The space agency explained the surface of the asteroid is so loosely bound that if a person were to step onto Bennu they would feel very little resistance.
It would be like ‘stepping into a pit of plastic balls’ that you may find at a child’s play area.
‘If Bennu was completely packed, that would imply nearly solid rock, but we found a lot of void space in the surface,’ said Kevin Walsh, a member of the OSIRIS-REx science team from Southwest Research Institute, which is based in San Antonio.
As Nasa explains, these results ‘add to the intrigue that has kept scientists on the edge of their seats throughout the OSIRIS-REx mission.’
Adding that: ‘Bennu has proved consistently unpredictable.’
To reach their conclusions, mission scientists analysed the volume of debris visible in before and after images of the sample site, dubbed ‘Nightingale.’
They also looked at acceleration data collected during the spacecraft’s touch down.
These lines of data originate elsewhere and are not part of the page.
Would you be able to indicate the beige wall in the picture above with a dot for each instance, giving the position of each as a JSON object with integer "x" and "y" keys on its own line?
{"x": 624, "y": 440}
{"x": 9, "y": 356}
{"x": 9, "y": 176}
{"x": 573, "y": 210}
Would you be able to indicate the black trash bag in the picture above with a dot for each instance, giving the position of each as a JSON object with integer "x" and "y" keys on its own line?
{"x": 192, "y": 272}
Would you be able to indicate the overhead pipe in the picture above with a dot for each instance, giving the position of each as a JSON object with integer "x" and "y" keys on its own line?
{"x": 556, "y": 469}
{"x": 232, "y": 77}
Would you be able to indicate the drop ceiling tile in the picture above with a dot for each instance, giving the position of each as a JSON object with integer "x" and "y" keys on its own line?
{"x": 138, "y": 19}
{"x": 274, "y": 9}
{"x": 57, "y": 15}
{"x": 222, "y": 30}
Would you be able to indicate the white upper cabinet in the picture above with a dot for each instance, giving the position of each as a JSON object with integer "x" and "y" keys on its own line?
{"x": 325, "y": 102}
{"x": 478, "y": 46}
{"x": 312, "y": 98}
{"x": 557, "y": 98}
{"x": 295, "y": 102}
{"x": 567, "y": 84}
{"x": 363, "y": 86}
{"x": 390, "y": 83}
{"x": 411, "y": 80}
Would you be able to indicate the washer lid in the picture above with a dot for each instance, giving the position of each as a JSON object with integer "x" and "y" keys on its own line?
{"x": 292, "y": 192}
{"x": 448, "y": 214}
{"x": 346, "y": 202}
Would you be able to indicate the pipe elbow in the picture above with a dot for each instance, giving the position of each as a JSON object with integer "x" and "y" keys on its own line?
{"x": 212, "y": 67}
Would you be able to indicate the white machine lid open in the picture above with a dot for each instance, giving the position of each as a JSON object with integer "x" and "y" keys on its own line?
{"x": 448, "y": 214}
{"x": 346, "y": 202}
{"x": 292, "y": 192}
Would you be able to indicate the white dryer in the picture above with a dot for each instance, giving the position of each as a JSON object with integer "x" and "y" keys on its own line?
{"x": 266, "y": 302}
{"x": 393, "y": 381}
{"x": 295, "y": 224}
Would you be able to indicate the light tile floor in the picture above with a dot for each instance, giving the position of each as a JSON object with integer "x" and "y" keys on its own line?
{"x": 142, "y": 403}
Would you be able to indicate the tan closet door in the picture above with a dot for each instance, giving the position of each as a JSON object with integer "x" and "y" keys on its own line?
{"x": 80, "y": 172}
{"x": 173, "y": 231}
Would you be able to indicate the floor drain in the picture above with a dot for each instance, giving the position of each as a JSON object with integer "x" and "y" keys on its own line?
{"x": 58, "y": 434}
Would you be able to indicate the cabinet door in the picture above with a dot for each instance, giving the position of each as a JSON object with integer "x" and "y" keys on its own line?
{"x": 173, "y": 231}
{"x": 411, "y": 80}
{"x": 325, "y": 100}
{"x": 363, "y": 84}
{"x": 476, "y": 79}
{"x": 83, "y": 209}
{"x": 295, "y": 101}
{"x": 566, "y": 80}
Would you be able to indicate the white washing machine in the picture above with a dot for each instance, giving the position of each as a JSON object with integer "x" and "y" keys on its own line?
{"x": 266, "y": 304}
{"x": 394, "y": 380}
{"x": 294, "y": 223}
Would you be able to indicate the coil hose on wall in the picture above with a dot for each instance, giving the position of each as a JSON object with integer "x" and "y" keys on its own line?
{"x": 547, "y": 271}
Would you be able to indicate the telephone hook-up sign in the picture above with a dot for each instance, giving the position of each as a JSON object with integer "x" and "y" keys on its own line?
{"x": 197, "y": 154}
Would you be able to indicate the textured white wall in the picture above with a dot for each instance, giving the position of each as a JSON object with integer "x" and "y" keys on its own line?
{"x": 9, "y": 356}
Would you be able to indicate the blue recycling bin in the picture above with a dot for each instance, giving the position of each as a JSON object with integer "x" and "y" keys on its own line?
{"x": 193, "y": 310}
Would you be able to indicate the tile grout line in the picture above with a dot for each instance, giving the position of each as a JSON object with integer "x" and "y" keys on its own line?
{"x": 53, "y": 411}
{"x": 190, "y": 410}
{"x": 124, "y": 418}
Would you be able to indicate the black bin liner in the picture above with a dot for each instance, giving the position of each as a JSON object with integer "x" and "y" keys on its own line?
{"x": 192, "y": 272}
This data revealed that as OSIRIS-REx touched the asteroid it experienced the same amount of resistance – very little – a person would feel while squeezing the plunger on a French press coffee carafe.
‘By the time we fired our thrusters to leave the surface we were still plunging into the asteroid,’ said Ron Ballouz, an OSIRIS-REx scientist based at the Johns Hopkins Applied Physics Laboratory in Laurel, Maryland.
Ballouz and the research team ran hundreds of computer simulations to deduce Bennu’s density and cohesion based on spacecraft images and acceleration information.
It’s believed Bennu may contain the building blocks of life, so recovering a sample will allow scientists to test a theory that asteroids carried vital chemicals to Earth which sparked the genesis of living organisms.
But the behemoth could also bring death on a gigantic scale, so the tests will also help to understand our nemesis and how to make sure it doesn’t hit us.
If a disastrous impact came to pass, it would release more energy than all the nuclear weapons detonated in the entirety of human history.
Bennu is as wide as five football fields and weighs around 79 billion kilograms, which is 1,664 times heavier than the Titanic.
Thankfully there’s really very good odds that it won’t come to that; so there’s probably no need to worry unduly for your great, great grandchildren’s safety.